Vanguard Chairman and CEO Bill McNabb has outlined four broad trends that will shape the future of the global fund industry in a speech to financial advisors at the Morningstar Canada Investment Conference.

McNabb (pictured) believes that changes in regulatory schemes, advisory fee structures, and advice models, along with the growing demand for low-cost exchange-traded funds, are the “four forces” that will transform the investment industry in the years to come.

These changes are being driven by investor demand. “Individual investors are smart and getting smarter,” says McNabb. “And that’s a good thing. Increasingly, they are bringing a healthy consumer mentality to their investment portfolios. They want to know what they are buying and how much they are paying for it. And they want to know that they can trust their investment advisors.”

Investor trust has deteriorated noticeably since the global financial crisis. “We cannot underestimate the importance of trust in the relationship between investors and their investment advisors,” says McNabb.

He feels that in many respects, trust is an intangible concept, but there are some very tangible and tactical things that investment professionals can do to continue to build and maintain client trust over the long term. They are embodied by three core concepts:

Plain talk: Provide greater transparency on fees, and clear and candid explanations about a fund’s objectives, holdings, and risks.

Simplicity: In an increasingly complex and crowded investment marketplace, investors are searching for products and strategies that they can understand—and that are built to last.

Lower costs: The math is simple: The less investors pay for an investment, the more they keep. And cost savings compound over the long term. Low-cost investment products such as exchange-traded funds (ETFs) can be a wise choice.
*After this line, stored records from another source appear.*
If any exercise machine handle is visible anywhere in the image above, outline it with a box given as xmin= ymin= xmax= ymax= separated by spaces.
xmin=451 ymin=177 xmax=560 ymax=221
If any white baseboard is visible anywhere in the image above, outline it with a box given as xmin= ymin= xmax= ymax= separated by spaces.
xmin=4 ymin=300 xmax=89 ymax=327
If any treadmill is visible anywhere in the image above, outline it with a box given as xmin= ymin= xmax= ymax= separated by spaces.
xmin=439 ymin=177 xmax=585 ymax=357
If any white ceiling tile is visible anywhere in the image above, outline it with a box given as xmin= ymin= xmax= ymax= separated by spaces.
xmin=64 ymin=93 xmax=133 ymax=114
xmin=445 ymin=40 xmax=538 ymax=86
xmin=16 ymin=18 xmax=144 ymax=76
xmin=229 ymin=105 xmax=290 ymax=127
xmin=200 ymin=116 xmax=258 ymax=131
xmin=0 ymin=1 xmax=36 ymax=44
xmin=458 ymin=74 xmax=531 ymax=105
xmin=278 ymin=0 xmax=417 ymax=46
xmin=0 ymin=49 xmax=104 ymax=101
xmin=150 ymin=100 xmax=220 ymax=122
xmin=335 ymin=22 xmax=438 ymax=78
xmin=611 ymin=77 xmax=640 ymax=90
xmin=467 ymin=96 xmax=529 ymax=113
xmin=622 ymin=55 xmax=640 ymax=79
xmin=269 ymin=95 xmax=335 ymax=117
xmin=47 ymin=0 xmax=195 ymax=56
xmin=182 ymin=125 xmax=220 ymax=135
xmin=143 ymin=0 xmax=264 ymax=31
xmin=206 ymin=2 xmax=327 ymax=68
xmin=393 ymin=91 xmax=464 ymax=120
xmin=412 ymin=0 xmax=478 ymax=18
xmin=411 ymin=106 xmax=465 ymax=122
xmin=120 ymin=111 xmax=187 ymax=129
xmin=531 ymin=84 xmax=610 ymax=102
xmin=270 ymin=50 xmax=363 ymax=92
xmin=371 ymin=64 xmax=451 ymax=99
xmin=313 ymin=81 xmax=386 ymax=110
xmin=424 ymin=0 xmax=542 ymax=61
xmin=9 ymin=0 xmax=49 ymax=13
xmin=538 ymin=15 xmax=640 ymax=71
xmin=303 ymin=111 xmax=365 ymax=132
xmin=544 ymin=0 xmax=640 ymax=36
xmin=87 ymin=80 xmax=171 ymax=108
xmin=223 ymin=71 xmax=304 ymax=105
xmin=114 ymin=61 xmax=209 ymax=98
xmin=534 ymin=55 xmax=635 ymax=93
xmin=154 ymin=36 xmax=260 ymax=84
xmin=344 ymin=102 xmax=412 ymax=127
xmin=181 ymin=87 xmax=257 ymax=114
McNabb also discussed the concept of “advisor’s alpha.” Traditionally, the value proposition for many advisors has been based on their investment acumen and prospects for delivering higher returns than those of the markets. But, McNabb believes that, no matter how skilled the advisor, the path to better investment results may not lie with the ability to pick investments or strategies. Instead, advisors should consider a new value proposition based on alternative skills and expertise. That is, they have a greater probability of adding value, or alpha, through relationship-oriented services, such as providing cogent wealth management and financial planning strategies, discipline, and guidance, than by attempting to outperform the market.